Meta accused of breaking European law with its ‘pay or consent’ model

Facebook parent Meta has been accused of breaking Europe’s new digital competition rules over its “pay or consent” advertising model. Late last year, Meta (META) launched a service called “Subscription for no ads,” allowing European users of Facebook and Instagram to pay up to €12.99 ($14) a month for ad-free versions. The alternative is to accept versions with personalized ads. The European Commission said in a statement Monday that, in its preliminary view, “this binary choice forces users to consent to the (use) of their personal data and fails to provide them a less personalized but equivalent version of Meta’s social networks.” If the provisional findings of the Commission’s investigation are confirmed, the EU could hit Meta with a fine equivalent to 10% of its global annual revenue under its landmark Digital Markets Act. Based on the company’s 2023 results, that would amount to $13.5 billion.

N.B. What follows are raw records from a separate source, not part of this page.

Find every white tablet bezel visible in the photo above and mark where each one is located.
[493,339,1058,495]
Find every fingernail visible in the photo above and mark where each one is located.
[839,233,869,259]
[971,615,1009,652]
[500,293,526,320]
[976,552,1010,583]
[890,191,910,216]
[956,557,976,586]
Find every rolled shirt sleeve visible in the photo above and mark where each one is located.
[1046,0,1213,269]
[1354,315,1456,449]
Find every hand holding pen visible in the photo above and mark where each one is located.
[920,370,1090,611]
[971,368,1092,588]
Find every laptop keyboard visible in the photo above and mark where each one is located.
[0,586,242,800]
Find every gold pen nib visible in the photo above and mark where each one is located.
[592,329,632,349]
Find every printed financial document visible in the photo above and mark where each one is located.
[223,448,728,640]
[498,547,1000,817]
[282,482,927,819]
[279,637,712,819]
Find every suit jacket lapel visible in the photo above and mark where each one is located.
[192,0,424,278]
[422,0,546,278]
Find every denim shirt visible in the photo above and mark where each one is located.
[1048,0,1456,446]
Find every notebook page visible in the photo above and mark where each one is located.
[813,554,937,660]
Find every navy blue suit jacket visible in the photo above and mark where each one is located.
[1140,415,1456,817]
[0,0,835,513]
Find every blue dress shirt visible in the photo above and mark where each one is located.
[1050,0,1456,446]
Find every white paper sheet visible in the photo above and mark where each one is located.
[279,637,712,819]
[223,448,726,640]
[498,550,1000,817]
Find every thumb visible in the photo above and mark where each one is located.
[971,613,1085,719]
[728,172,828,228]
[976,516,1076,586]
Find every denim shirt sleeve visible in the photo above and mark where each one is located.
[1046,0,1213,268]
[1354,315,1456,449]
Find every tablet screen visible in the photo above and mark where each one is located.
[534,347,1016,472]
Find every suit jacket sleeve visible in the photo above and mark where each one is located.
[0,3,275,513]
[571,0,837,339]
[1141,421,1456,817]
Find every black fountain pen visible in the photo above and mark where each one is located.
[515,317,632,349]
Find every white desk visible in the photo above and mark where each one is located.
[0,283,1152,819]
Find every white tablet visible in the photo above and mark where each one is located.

Meta said it didn’t accept the Commission’s findings. “’Subscription for no ads’ follows the direction of the highest court in Europe and complies with the DMA,” a spokesperson told CNN. “We look forward to further constructive dialogue with the European Commission to bring this investigation to a close.” The EU announcement comes a week after the Commission accused Apple (AAPL) of breaching the DMA by preventing app developers from freely directing consumers to cheaper services. The regulators are also investigating Google parent Alphabet (GOOGL) under the new law. The DMA, which came into force in March, requires dominant online platforms — so-called gatekeepers — to give users more choice, and rivals more opportunities to compete. Online platforms often collect personal data across their own and third-party services and use it in digital advertising services. The Commission is due to conclude its probe into Meta by late March next year.